Last night however I also snooped through his Facebook messages, 3 of which were conversations with girls he works with. I didn't read all of them due to time but from what I could tell they were innocent. Now today I get on his laptop and look at his messages and they're gone. He deleted those conversations! 

Am I crazy for thinking he's hiding something or is he just being cautious since I got mad last night?


----------



## richardsharpe (Jul 8, 2014)

Good evening
Porn isn't cheating, so I wouldn't be especially worried about that. 

FB conversations with women can be innocent, or not. I have FB conversations with women and they are innocent. 

The one (but significant) read flag is that he deleted the messages. Could be hiding something, or could just be cleaning up his account.


----------



## JessieP (Feb 28, 2012)

richardsharpe said:


> Good evening
> Porn isn't cheating, so I wouldn't be especially worried about that.
> 
> FB conversations with women can be innocent, or not. I have FB conversations with women and they are innocent.
> ...


Thanks for the reply....I guess I'm just sensitive about him talking to other women all day at work and then also messaging them via Facebook. I don't message any guys via Facebook out of respect for my husband. It just seems secretive that he went ahead and deleted them now too. I'm afraid to call him on it since I'm going to look like the crazy jealous wife. In my defense I never acted like this BEFORE he cheated on me.


----------



## Grayson (Oct 28, 2010)

It could be nothing. He could make a periodic purge of his FB messages, and you happened to check around that time.

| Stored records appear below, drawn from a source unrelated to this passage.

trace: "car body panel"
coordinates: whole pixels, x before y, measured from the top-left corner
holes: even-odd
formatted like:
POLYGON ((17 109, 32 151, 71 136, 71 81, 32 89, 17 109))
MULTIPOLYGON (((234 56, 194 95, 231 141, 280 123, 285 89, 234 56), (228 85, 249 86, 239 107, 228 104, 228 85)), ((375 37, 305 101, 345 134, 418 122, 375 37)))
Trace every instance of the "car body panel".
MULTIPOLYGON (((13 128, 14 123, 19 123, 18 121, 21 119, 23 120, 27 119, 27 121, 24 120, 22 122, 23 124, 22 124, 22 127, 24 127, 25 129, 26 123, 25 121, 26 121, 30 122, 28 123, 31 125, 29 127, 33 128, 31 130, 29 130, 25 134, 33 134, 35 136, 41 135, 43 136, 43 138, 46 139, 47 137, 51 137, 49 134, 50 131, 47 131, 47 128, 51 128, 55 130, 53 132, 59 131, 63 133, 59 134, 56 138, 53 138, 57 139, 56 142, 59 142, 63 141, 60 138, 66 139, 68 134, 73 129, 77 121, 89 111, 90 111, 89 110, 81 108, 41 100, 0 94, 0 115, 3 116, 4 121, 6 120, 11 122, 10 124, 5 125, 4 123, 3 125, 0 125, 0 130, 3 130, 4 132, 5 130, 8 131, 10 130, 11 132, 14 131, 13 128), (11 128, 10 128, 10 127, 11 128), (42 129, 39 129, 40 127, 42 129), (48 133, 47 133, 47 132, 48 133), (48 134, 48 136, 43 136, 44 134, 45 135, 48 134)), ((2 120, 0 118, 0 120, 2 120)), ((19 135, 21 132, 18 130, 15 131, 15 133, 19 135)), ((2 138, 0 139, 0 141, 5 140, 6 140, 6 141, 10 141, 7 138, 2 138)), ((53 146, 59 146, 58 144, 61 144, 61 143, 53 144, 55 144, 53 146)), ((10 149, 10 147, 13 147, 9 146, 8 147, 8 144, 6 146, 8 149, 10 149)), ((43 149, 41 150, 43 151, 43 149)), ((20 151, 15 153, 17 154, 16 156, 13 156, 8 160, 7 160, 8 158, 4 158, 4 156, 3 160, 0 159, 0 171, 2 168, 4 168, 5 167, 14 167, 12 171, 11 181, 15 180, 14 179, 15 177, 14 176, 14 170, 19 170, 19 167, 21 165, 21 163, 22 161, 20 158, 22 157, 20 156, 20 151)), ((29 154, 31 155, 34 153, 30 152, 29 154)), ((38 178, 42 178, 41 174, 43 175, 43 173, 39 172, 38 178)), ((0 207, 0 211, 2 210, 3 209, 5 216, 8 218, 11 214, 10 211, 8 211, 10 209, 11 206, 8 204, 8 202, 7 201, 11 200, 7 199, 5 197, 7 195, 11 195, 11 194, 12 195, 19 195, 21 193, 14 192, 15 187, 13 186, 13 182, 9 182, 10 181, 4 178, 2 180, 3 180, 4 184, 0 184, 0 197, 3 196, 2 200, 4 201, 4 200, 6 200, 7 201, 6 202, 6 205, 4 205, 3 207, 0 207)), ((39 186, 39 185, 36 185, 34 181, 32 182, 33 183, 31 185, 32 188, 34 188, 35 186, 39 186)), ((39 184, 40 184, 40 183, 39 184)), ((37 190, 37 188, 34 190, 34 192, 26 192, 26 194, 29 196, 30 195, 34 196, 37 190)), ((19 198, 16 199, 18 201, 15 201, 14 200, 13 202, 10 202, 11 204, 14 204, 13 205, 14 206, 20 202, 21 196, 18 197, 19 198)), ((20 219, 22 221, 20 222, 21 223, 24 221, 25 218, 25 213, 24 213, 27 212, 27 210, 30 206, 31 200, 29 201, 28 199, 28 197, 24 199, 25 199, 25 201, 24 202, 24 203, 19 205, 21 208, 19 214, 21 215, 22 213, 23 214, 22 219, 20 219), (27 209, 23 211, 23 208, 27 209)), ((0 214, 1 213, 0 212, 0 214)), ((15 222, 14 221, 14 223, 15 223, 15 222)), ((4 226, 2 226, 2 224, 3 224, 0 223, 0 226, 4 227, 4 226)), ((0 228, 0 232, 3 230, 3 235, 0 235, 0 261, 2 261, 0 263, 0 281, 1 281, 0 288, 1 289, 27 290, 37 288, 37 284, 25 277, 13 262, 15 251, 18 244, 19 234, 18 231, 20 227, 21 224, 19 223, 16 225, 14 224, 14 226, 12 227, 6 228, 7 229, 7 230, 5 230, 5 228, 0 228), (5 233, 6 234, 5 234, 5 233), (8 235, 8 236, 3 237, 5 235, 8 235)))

It could be everything. I personally know someone who maintains communication with her AP solely through FB Messenger.

No one size fits all answer for you until you have more information, unfortunately.
_Posted via Mobile Device_


----------



## G.J. (Nov 4, 2014)

JessieP said:


> So as a backstory my husband cheated on me almost 3 years ago, will be 3 years in Feb. I was devastated but chose to stay with him and work things out since he was honest about everything and stopped contact with her completely. We live across the country now and he has a new job. Last night I was playing on his laptop looking at houses and I came across his browsing history....porn, cam girl sites, etc. I got mad and he knew right away why. Truth is I told him I'm not mad about the porn or jerking off....I get it, it's normal. Hell as a women I do it too...what I WAS mad about is the fact that I feel like when and IF we get to have sex it's just pity sex. I told him this and we sort of made up.
> 
> Last night however I also snooped through his Facebook messages, 3 of which were conversations with girls he works with. I didn't read all of them due to time but from what I could tell they were innocent. Now today I get on his laptop and look at his messages and they're gone. He deleted those conversations!
> 
> Am I crazy for thinking he's hiding something or is he just being cautious since I got mad last night?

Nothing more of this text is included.